Considero a transversalidade da obra, para miúdos e graúdos. É uma história para os avós contarem aos netos, os netos aos avós, os pais aos filhos, os filhos aos pais e os professores aos alunos.
Nasci num tempo e num lugar onde a vida era simples, onde o tempo tinha tempo para ser contado e vivido. Às vezes gostava de voltar a esse tempo para me dar tempo de reviver cada momento.
Ler tem um efeito transformador na criança. Ensinamos através das histórias que narramos, criamos laços, desenvolvemos a criatividade… Ler uma história todos os dias, ou parte dela, faz parte da minha rotina diária de adormecer os meus filhos e é um momento que eles valorizam muito. É aquele bocadinho do dia que o telefone não vai tocar, não há e-mails para responder ou outros afazeres domésticos. Aquele momento do dia é só nosso… E é mágico!

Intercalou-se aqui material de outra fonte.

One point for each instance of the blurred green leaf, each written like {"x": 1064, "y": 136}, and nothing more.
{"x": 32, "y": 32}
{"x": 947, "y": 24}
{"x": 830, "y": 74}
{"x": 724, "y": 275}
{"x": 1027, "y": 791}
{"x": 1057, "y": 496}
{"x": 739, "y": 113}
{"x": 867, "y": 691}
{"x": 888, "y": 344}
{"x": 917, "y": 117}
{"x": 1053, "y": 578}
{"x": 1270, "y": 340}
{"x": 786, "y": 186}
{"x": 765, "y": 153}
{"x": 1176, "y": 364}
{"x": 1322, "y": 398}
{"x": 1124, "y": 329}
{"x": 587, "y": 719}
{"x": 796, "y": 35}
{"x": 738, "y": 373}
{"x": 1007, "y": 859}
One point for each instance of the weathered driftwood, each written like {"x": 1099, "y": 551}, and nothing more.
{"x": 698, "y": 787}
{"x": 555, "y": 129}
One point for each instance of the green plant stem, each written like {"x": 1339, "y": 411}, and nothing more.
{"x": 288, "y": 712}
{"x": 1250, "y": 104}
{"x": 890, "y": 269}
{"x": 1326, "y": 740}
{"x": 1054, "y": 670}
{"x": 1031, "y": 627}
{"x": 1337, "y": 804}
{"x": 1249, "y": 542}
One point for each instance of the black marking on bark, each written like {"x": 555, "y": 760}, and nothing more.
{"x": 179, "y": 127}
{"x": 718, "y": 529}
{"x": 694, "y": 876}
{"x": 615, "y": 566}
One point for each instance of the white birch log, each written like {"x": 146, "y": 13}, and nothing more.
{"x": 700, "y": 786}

Citando Isaac Singer, Nobel da Literatura e autor de Histórias para Crianças: “Na época de hoje, quando a literatura para adultos se deteriora, bons livros infantis são a única esperança, o único refúgio.”

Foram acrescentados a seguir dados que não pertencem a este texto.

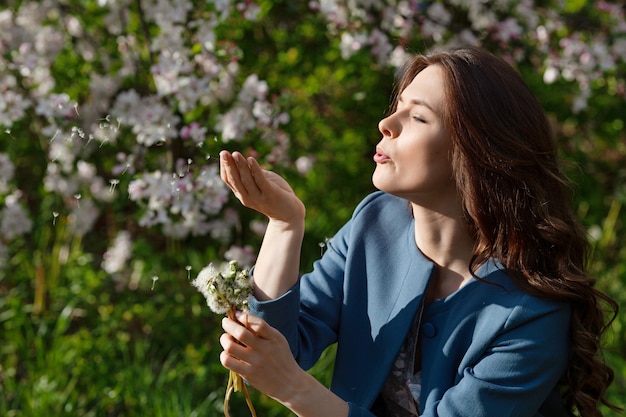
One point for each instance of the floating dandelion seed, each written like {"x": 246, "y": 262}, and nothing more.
{"x": 323, "y": 245}
{"x": 113, "y": 183}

Recupera as personagens da versão escrita de Os três porquinhos, de Joseph Jacobs, e coloca-as numa nova aventura e numa outra história que, porventura, nada terá a ver com o conto tradicional. Pareceu-lhe, em algum momento, uma decisão arriscada?
A Casa da Avó Porquinha é uma conjugação de espaços, personagens e mensagens que nos inspiram.
Às vezes tenho a curiosidade de saber o que aconteceu às personagens que marcaram a nossa infância. O que será feito dos três porquinhos depois da fuga do lobo mau? Reconstruíram as suas casas? Ou ficaram na casa de tijolos?
Assim, dei forma à casa da avó porquinha, àquele lugar mágico de afetos onde há sempre colo, mimos extra, chá quente e uma fatia de bolo. A casa, como plano de abrigo, de aconchego, de proteção. A avó, com destaque para as relações familiares, sendo as avós aquelas que eternizam os doces momentos das nossas memórias de infância. A Porquinha, personagem principal, fazendo aqui alusão aos animais que se assumem como protagonistas do enredo, dando-nos lições de vida e de comportamento.

Em pequena, gostava de ler às escondidas debaixo dos lençóis com a lanterna acesa. Porquê?
No tempo em que eu cresci, não havia “mas…” a suceder à decisão dos pais. Assim, a hora de ir para a cama era, impreterivelmente, a hora de ir para a cama, sem “mas…”.
Ora, às vezes o livro era difícil de fechar, mas a luz ou o candeeiro aceso iriam denunciar-me pelo feixe de luz que trespassaria por debaixo da porta. Ler debaixo dos lençóis com uma lanterna era a forma de preservar a empolgante leitura sem ser denunciada.